Enhance your Vonage Video Applications with Audio Connector
Published on March 30, 2023

Video communication has evolved rapidly over recent years, and there are many features these days for customizing the video calling experience for users. Many features focus on manipulating the video feed, such as background replacement or background blur. The audio component of a video call shouldn't be neglected though. The ability to work with audio feeds opens up a ton of possibilities for enhancing the overall user experience. If you're using Vonage's video API, then the Audio Connector feature is designed exactly for this purpose!

What is Audio Connector?

Audio Connector is a feature of the Vonage Video API that lets you send raw audio streams from a Vonage Video session, via your own WebSocket server, to external services for further processing.

There are a few ways in which this feature can be used:

  • Send a single audio stream to a WebSocket URL

  • Send multiple audio streams, each to a separate WebSocket URL

  • Send multiple, mixed audio streams to a single WebSocket URL

Diagram of the Audio Connector routing streams form client publishers via the Vonage Video Media Router to a WebSocket serverOverview Diagram of Audio Connector

What can you do with Audio Connector?

There are many potential applications and use cases for the Audio Connector feature. For example, processing audio streams to create live captioning, live or offline transcriptions, or translations of the audio could help improve accessibility in a record-keeping context. Scanning for specific words in an audio stream could be used for content moderation or search and index applications. Audio streams can also be used in media intelligence applications, such as creating a textual summary of a call or meeting. Another application uses an audio stream for sentiment analysis of a conversation. These are just a few examples of the many available possibilities via this feature.

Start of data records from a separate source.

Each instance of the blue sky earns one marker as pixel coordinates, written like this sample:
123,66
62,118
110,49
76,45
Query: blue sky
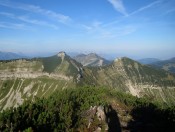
136,28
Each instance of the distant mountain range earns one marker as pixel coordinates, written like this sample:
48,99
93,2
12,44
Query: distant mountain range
10,56
148,60
168,65
91,59
23,79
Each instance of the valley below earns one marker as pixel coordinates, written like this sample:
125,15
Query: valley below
37,79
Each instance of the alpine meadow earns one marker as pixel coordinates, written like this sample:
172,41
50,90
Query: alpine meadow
87,66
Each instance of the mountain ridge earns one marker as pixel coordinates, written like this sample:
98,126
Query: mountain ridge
39,77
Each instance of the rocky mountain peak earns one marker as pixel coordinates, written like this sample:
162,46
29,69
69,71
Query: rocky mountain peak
61,54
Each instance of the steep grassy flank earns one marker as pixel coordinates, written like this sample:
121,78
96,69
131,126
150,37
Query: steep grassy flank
50,63
65,111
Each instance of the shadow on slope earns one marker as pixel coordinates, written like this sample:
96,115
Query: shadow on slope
150,119
112,120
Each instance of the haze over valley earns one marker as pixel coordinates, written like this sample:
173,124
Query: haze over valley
96,65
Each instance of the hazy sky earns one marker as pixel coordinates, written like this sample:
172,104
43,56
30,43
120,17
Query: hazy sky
142,28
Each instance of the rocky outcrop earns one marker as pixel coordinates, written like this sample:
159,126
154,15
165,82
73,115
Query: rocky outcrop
95,118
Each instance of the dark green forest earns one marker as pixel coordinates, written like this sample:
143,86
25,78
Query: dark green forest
64,109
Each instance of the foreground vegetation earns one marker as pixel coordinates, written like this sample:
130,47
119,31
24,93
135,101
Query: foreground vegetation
63,111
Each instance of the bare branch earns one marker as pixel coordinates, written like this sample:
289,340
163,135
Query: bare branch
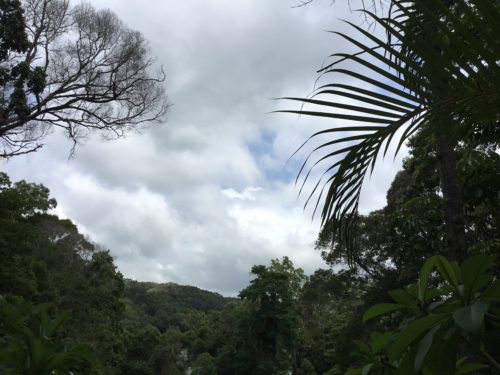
96,73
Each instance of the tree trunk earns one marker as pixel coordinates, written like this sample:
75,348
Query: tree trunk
453,204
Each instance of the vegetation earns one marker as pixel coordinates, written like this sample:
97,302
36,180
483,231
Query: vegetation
415,288
74,68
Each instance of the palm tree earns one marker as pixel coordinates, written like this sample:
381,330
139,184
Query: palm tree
437,71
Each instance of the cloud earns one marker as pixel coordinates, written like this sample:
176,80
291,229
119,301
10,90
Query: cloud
200,199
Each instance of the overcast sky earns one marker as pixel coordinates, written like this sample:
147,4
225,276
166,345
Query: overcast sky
200,199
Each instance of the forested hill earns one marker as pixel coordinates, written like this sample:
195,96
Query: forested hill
166,305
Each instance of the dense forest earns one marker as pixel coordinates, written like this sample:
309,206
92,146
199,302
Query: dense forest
411,288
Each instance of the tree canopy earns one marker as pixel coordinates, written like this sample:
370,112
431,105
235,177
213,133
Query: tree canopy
72,67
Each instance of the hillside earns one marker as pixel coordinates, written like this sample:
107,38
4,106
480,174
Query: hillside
165,305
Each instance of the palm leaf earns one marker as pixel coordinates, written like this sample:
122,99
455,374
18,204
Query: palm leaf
399,83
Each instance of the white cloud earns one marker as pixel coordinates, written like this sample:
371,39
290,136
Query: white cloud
202,198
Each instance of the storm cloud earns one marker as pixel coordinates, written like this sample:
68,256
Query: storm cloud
200,199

How can you use Audio Connector in your applications?

Adding Audio Connector functionality to your Vonage Video applications requires the following components:

  1. A websocket, with a publicly accessible websocket URI

  2. An external service to process the audio in some way

  3. The Vonage Video /connect REST endpoint

There are many ways in which you could set up components 1 and 2, and how you decide to do this is really up to you. Later in this article, we’ll walk through of a sample application that uses Koa WebSocket for the WebSocket component, and Symbl.ai for the audio processing component.

With regards to component 3, the Vonage Video /connect REST endpoint, detailed documentation is available in our REST API reference and Developer Guide. In brief though, an HTTP POST request to the endpoint will start streaming the audio from the specified Vonage Video session to the designated WebSocket URI. The request body requires certain information to be included, such as the sessionId for the Video Session from which the audio will be streamed, a valid token for that session, and the URI for the WebSocket that the audio is to be streamed to. There are also some optional properties, including a streams array that allows you to specify individual audio streams to be streamed to the WebSocket; we’ll look at this property in more detail as part of the sample application walkthrough.

On the Vonage Video side of things, that’s pretty much it. The audio from the session is streamed to the WebSocket. There are then endless possibilities for what you do with those audio streams.

Let’s look at one example of what you can do!

Sample Application Walkthrough

In this demo application, we implement a transcription feature for video calling using Symbl.ai’s Streaming API. You can check out (and clone) the full demo app on our Vonage Community GitHub org. In this post, we’ll walk through some of the key features and components of the app.

Note: this is a high-level walkthrough of some of the key elements of the application rather than an in-depth tutorial. Also, it assumes some knowledge of building an Express-style Node application and some familiarity with how the Vonage Video API works.

Application Overview

We first need to join the video session by entering a name and clicking on ‘Join’. The name entered will later be used to identify the speaker for the specific audio stream.

Screenshot of the application UI showing a field to enter a name and a Join buttonJoin Call screenshot

You can then share the meeting link with other participants. Once all the participants have joined the session, clicking on ‘Start Transcription’ will start the transcription process.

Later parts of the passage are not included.